|Michaela, with Alex and Libby|
It has been awhile since I have written a letter to you. I was silent for awhile, and the last few blogs have been about your baby sister. It’s been her time lately. Of course, this blog assumes that there is a possibility that you might be alive, and the hope is that you will read this blog and know that we are still looking for you, and give you a reason to come home. There is an underlying assumption that you will be reading these entries. So I have to wonder, how will all this affect you, when my focus is on your sister and not on you?
Over the course of the lives of my children, I haven’t seen a lot of jealousy or competition. Well, actually Michaela, when Libby was little, she told me she was jealous of you, because of the concentrated and very emotional attention that was always focused on you. And I remember when I brought Alex home from the hospital when you were not quite two years old, that I sat on the couch holding him with you next to me, and suddenly you burst into sobs like your heart was broken. But I handed Alex to a nearby grandmother and took you in my arms and held you, and never after that did you ever show any signs of jealousy.
So now, for a moment, let me take you in my arms and hold you, and tell you the same thing I did on that day that we brought Alex home, that you will always be my baby, that the place in my heart that belongs to you will always belong to you, and only to you.
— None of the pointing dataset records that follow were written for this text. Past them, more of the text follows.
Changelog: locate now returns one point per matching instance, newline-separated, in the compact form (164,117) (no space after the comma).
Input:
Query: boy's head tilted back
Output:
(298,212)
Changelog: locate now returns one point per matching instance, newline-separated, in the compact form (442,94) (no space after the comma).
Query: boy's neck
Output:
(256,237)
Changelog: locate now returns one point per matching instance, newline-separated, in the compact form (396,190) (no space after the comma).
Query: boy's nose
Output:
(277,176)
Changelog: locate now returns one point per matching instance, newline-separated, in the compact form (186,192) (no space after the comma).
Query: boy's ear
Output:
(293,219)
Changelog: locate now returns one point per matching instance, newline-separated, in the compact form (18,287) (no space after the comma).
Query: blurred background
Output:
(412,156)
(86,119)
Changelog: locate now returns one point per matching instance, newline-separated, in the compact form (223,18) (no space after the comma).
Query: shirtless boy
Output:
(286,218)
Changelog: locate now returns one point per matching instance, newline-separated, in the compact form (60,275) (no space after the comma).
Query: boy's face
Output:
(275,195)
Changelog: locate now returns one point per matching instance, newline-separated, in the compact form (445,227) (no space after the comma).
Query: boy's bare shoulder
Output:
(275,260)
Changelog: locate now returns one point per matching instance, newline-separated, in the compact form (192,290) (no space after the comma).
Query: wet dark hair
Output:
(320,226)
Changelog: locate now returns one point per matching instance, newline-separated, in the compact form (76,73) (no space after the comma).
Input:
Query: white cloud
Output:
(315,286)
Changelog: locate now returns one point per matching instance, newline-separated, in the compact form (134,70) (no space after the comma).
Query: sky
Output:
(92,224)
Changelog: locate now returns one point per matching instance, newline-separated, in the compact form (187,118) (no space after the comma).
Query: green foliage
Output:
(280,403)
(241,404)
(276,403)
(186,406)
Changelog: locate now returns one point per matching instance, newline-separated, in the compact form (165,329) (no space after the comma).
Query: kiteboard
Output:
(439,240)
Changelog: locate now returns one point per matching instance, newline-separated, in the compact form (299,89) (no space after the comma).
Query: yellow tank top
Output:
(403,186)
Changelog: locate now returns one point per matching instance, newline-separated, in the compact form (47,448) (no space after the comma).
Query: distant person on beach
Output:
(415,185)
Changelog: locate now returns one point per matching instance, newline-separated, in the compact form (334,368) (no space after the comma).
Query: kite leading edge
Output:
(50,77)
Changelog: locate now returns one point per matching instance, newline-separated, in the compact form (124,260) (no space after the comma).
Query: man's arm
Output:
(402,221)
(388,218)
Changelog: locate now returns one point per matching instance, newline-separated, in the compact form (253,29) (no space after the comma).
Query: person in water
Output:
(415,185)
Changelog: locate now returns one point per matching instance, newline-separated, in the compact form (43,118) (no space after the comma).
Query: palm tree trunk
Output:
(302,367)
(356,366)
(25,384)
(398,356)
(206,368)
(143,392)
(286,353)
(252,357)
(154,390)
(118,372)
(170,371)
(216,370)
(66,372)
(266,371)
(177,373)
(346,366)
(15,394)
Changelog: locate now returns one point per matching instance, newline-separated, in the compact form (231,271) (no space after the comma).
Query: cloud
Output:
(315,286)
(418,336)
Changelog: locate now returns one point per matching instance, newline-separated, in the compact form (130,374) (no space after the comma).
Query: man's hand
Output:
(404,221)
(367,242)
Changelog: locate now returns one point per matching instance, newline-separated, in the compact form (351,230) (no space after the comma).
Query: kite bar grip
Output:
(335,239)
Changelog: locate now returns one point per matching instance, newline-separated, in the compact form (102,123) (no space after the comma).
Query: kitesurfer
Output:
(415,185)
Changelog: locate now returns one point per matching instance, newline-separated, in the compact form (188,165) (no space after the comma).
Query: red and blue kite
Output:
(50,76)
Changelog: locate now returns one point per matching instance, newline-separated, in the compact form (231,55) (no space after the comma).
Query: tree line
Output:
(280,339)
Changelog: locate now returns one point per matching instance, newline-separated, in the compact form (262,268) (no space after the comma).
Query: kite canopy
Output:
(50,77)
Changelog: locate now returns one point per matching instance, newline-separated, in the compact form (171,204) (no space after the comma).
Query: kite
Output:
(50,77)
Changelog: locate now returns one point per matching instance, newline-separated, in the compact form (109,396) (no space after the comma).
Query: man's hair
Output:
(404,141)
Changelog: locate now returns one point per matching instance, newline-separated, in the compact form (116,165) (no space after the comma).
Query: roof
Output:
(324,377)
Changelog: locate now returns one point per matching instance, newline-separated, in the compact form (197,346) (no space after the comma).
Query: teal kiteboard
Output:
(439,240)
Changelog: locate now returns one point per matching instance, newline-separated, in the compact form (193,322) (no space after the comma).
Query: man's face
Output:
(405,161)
Do you remember when you were all children, each of you would take money you received for your birthdays and use part of it to buy gifts for each other? I never suggested that. You came up with that idea on your own. You always loved one another, played together, cared for one another. If you were to come home, Michaela, it would not only be me who would be waiting for you with open arms. It would be your sisters and your brothers also. Especially Libby. You used to get a little annoyed with her, actually, because she loved you so much that from the time she could walk she always wanted to follow you around. She adored you. She still does. I think if you came home, Libby would grab you into the biggest hug and never let you go.
I believe that seeing that love and joy still exist in your family would be more likely to make you want to come home. If proms and graduations are so joyous, how much more would your homecoming be?
I am ready, Michaela. Wherever you are, whatever happened to you, I am ready to hear it. I am ready to know.
You are forever my baby girl. I love you forever.